Chinese firms face delisting threat

China and the U.S. have signed an agreement that could prevent mass stock-pulling

The Public Company Accounting Oversight Board (PCAOB) said it was the most detailed and strict agreement the regulator had ever reached with China.

US regulators have long demanded access to audit documents of Chinese companies listed in the United States, but Beijing has been reluctant to let overseas regulators inspect accounting firms, citing security concerns.

The decision marks a sea change in US-China trade relations and will come as a huge relief to hundreds of Chinese companies and investors who have invested billions of dollars in firms that have a chance to maintain access to the world’s deepest capital markets.

By Friday, 163 companies, inclusive Ali Baba (BABA), JD.com (JD)and Nope (NIO) have been identified by a US regulator as being at risk of being banned from trading due to non-compliance with audit requirements.

In a statement, the PCAOB said the agreement would allow it to “solely choose, at its discretion, the firms, audit engagements and potential violations it reviews and investigates — without consultation with or input from Chinese authorities.”

The U.S. regulator added that its inspectors will be able to “review the complete audit working papers with all information contained and the PCAOB retain the information as needed.”

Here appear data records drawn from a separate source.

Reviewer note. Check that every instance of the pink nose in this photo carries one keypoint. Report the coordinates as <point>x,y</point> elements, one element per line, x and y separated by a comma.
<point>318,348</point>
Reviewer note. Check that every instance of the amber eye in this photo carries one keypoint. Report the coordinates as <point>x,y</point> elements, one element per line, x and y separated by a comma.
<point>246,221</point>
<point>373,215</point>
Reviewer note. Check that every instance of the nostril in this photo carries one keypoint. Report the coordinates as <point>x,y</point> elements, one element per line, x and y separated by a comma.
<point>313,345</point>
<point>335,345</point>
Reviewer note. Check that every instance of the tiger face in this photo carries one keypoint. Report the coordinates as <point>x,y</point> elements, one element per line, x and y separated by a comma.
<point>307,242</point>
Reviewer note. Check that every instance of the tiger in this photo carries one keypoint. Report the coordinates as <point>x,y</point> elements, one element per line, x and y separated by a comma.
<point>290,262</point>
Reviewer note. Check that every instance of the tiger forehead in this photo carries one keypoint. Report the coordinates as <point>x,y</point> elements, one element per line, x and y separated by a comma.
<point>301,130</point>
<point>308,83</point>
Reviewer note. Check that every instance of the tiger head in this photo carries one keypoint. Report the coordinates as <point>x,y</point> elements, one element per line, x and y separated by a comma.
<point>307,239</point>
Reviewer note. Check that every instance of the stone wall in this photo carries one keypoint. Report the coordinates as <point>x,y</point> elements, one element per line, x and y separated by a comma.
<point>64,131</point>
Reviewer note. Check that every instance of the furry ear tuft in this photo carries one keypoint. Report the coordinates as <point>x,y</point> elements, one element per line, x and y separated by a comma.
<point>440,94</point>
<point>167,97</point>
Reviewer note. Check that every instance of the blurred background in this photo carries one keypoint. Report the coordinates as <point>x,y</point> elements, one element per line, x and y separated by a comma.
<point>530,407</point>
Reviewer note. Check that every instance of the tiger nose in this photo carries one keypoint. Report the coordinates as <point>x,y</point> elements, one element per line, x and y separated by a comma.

“The PCAOB has direct access to interview and take testimony from all employees associated with audits that the PCAOB reviews or investigates,” it said.

The China Securities Regulatory Commission (CSRC) said the agreement was an important step to address the audit issue.

He added that keeping Chinese companies listed in the United States has benefited investors, companies and both countries.

The signing of the protocol between China and the United States signals that the two sides have “taken a major step to resolve the regulatory issue of auditing Chinese companies listed in the US through enhanced cooperation,” the CSRC said in a statement.

“This is in line with the hopes and expectations of the markets … if the collaboration subsequently satisfies each party’s regulatory needs, there is hope that the audit issue will be resolved and passive decommissioning will be avoided.”

Current U.S. rules stipulate that Chinese companies that fail to comply with the audit’s working paper requirements will be suspended from trading in the U.S. in early 2024, but that deadline could be pushed back.

Securities and Exchange Commission (SEC) Chairman Gary Gensler said Chinese companies still face delisting if their accounts are not accessed by US authorities.

“But make no mistake: The proof will be in the pudding,” he said.

“This deal will only make sense if the PCAOB is actually able to inspect and investigate fully the audit firms in China.”

Major U.S.-listed Chinese companies rose in premarket trading, with Alibaba up 2.6%, Pinduoduo up nearly 6% and Baidu up 3.3%.

“This is seen as a positive first step. However, things are not yet fully set in stone, as can be seen from the various sudden reversals in the past,” said Samuel Siew, market specialist at CGS-CIMB.